The Aussie cooks his meat over LPG. On a Liquefied Petroleum Gas stove that just happens to be outside. There is no wood, no charcoal, not even a lowly briquette. Just a turn of the valve, a push of a button and he is away. Sizzling sausages on naked propane fumes.
I have been told it is about ease, getting the job done quickly and with minimum fuss. Well, you could have used the microwave.
The braai is an act of love. A ritual that predates the pyramids. It is a line drawn from the dawn of time until this Saturday, 11am. Because that’s what time you start a braai. You don’t start it one minute before your guests arrive. The fire must burn. It must be discussed, and debated. It must be revered by all and sundry.

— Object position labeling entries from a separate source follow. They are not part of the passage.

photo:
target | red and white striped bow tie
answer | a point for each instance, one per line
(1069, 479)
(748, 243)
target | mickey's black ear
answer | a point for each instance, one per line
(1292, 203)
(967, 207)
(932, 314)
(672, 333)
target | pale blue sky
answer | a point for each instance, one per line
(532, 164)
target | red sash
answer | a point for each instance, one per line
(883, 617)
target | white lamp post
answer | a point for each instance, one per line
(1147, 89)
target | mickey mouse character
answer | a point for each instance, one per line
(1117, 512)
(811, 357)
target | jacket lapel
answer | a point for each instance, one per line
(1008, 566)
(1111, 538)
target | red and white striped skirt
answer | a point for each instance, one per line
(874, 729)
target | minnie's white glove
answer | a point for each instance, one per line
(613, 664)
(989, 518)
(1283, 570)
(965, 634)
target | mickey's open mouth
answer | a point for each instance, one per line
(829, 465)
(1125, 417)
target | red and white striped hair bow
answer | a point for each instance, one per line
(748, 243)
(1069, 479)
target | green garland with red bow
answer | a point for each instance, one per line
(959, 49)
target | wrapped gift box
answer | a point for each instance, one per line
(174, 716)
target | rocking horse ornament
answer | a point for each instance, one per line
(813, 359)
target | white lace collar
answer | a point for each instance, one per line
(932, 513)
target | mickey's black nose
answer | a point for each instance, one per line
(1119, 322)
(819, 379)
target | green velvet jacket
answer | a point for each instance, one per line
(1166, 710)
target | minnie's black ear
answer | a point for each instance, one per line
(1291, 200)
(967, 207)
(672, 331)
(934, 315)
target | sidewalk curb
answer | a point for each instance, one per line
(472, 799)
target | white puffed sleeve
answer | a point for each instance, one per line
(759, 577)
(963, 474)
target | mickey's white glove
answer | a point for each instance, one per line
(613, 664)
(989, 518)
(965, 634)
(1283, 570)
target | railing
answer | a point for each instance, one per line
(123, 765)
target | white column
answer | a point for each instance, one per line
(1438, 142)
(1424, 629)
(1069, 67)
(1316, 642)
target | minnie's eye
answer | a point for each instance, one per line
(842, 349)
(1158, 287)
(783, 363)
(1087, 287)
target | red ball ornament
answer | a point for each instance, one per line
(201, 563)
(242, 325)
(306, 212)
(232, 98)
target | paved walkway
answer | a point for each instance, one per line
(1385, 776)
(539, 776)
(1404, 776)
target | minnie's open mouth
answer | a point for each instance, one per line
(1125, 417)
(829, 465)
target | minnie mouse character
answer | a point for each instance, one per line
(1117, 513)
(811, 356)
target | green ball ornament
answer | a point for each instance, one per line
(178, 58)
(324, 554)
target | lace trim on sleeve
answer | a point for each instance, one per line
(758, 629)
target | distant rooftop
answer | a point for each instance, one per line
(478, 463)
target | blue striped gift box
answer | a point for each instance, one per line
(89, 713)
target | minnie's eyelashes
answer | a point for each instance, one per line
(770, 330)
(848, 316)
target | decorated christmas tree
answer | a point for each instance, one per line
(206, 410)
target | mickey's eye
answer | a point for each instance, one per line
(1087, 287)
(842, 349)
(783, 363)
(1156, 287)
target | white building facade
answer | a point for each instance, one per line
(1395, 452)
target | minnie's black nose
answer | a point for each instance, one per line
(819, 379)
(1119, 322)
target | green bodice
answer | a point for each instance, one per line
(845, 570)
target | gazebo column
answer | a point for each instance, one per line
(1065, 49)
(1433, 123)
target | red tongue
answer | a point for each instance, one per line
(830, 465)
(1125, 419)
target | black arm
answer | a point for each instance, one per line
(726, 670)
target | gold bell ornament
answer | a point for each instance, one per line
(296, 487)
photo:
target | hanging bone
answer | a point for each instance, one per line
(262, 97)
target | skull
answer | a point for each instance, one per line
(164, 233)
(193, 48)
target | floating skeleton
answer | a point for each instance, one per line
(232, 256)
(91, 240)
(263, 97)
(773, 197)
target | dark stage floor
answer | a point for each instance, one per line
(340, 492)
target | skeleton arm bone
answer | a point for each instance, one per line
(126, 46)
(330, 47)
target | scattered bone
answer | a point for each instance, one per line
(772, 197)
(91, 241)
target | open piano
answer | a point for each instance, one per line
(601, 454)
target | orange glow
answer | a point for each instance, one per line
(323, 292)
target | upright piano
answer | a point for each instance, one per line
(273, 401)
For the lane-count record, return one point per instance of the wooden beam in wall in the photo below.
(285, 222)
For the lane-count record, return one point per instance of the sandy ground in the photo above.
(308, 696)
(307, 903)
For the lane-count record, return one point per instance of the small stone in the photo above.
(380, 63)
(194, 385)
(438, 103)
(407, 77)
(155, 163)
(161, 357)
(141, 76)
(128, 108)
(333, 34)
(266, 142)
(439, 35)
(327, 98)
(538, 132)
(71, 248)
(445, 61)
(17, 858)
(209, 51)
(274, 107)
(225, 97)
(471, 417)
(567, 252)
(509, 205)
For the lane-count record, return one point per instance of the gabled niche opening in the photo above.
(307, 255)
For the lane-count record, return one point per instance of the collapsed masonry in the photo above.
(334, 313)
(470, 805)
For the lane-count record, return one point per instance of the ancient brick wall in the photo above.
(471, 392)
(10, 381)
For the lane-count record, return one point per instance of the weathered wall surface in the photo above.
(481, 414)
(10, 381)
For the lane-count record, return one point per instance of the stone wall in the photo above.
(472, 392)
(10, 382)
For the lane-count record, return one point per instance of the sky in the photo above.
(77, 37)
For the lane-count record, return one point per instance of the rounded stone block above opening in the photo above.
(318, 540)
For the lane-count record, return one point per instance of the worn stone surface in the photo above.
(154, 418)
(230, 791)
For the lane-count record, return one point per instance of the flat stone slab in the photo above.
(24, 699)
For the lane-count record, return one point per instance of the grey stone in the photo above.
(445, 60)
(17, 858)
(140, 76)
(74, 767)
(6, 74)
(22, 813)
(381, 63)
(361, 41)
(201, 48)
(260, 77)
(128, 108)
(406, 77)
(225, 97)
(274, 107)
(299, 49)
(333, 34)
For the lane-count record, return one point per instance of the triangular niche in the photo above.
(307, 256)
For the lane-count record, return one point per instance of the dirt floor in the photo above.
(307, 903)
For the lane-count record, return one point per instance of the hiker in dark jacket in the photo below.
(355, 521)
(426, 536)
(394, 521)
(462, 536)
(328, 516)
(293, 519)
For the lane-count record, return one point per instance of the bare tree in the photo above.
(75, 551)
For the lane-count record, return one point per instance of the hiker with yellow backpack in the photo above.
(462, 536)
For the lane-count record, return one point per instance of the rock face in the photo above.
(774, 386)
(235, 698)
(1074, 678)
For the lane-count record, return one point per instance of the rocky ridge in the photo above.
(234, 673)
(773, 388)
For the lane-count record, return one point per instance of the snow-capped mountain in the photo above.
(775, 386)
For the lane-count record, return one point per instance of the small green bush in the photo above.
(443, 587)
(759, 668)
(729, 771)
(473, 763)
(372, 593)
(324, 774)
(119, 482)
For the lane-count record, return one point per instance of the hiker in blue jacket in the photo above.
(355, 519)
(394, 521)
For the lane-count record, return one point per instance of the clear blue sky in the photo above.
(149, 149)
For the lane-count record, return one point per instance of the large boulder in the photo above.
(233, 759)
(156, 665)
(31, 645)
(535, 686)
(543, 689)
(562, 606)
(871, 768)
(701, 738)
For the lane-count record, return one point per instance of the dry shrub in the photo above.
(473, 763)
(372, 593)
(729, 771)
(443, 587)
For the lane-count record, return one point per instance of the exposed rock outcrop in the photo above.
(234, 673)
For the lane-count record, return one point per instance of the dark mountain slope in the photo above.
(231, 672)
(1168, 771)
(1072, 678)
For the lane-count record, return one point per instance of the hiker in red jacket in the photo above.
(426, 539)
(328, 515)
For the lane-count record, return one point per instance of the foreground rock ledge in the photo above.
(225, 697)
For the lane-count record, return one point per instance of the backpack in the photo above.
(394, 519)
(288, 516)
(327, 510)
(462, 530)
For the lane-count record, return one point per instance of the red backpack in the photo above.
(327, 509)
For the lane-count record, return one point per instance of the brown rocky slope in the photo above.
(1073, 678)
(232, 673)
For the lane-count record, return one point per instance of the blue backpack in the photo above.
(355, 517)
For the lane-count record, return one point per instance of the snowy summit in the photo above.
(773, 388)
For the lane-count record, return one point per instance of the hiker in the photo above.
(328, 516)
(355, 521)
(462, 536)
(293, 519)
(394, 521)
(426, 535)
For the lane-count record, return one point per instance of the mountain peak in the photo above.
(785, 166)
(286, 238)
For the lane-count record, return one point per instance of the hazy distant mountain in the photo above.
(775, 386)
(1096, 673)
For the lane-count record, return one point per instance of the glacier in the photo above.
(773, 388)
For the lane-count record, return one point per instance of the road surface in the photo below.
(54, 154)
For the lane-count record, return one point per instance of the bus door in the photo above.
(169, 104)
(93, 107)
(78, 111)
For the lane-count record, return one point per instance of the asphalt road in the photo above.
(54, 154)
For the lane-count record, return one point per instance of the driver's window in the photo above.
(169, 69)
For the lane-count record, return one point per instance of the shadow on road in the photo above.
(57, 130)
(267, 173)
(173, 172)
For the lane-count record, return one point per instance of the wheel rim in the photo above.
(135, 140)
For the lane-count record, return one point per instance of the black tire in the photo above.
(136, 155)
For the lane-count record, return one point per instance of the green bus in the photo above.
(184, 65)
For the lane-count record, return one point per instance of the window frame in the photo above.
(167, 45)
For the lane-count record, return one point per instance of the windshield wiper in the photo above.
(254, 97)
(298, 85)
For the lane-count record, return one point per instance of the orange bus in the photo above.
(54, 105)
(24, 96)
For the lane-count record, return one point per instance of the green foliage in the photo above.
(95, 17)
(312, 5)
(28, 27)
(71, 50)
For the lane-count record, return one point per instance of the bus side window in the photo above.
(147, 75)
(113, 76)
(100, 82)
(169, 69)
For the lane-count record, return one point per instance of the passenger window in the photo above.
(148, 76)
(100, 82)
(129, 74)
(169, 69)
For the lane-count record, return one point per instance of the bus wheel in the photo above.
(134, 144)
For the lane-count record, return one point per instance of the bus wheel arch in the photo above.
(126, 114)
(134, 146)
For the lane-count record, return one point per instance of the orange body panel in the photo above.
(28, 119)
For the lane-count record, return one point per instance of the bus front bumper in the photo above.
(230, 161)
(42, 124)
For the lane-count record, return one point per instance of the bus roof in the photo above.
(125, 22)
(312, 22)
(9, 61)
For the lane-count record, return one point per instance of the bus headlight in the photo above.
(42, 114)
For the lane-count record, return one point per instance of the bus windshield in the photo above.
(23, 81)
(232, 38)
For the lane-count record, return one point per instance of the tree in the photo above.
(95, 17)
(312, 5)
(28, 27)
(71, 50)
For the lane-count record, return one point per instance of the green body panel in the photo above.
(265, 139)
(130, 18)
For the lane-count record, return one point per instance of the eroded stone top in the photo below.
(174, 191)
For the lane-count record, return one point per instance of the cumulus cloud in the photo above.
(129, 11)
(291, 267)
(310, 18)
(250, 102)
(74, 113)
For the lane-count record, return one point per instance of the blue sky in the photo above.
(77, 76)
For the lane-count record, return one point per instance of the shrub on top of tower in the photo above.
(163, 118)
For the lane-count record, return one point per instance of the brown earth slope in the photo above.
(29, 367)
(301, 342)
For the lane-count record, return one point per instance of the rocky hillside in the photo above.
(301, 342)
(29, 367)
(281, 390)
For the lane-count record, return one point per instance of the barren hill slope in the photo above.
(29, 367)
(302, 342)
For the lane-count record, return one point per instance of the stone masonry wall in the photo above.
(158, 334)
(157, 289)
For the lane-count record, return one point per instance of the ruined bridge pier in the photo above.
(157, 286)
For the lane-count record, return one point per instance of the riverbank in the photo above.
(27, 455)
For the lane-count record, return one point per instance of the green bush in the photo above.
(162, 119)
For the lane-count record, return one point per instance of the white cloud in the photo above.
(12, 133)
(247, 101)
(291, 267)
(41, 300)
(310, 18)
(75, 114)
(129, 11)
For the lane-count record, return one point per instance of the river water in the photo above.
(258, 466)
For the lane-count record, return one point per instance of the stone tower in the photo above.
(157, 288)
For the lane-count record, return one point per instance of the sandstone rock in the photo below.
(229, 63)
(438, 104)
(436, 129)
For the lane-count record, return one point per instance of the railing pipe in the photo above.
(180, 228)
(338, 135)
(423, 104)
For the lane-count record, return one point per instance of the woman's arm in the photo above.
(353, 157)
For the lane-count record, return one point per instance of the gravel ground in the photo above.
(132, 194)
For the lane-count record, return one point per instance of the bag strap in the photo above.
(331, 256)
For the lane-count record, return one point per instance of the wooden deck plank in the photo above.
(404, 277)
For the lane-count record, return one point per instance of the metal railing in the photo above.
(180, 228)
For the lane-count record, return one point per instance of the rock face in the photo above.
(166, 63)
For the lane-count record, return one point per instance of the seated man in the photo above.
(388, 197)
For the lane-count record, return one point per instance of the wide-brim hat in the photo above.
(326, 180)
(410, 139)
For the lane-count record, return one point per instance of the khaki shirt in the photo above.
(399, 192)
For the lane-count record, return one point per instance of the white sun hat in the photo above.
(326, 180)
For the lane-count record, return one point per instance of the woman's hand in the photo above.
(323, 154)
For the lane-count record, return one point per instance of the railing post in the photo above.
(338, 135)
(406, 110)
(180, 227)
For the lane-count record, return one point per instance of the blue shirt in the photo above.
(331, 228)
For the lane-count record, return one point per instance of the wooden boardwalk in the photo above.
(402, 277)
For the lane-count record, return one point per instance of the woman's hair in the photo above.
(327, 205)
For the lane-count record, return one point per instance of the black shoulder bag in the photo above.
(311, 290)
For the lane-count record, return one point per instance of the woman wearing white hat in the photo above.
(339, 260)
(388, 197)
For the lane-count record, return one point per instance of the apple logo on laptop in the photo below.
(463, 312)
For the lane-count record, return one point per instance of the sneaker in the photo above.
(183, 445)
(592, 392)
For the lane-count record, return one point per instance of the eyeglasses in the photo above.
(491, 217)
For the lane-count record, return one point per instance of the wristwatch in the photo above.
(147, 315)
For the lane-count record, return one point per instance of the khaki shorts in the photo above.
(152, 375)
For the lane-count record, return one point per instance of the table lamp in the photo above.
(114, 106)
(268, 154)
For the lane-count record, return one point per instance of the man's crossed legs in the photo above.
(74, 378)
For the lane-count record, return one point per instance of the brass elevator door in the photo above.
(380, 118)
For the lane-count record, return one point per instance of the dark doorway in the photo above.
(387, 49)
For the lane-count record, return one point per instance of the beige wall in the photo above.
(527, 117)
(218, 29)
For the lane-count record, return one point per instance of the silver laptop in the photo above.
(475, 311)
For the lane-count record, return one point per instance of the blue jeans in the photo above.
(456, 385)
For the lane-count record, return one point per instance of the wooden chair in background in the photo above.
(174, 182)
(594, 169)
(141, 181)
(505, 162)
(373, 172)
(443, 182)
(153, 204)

Maybe it is a third world thing. When I say third world, I mean it in the most gangsta sense of the word, because people from the first world don’t seem to get the braai. So many people have come over to my house for a braai, and said nothing of the fire. Asked nothing of the wood or the temperature. The only people who do are the South Africans, the Zimbos and the South Americans. A Chilean girlfriend of a friend showed more interest in the quality of the wood and the fire than any of the Aussie blokes we know. Now I am not saying that fires need to be a man thing, they certainly don’t, the braai loves everyone, but I will judge you if they are not your thing, and you happen to be a man.
Over the last year, I have preached the cause of the braai to anyone who will listen. But the message doesn’t really sink in. And it is not polite to go to another’s home and complain about the offerings. Even if they are blackened on car fuel. You just have to eat, smile and drink a few more of their beers to make up for the insult to the meat.
Because ultimately that is what it comes down to. It is an insult to the meat. Cows, pigs, chickens, lambs, and those unidentified animals they put in boerewors, all died so we can eat. Show them the love they deserve: a real braai.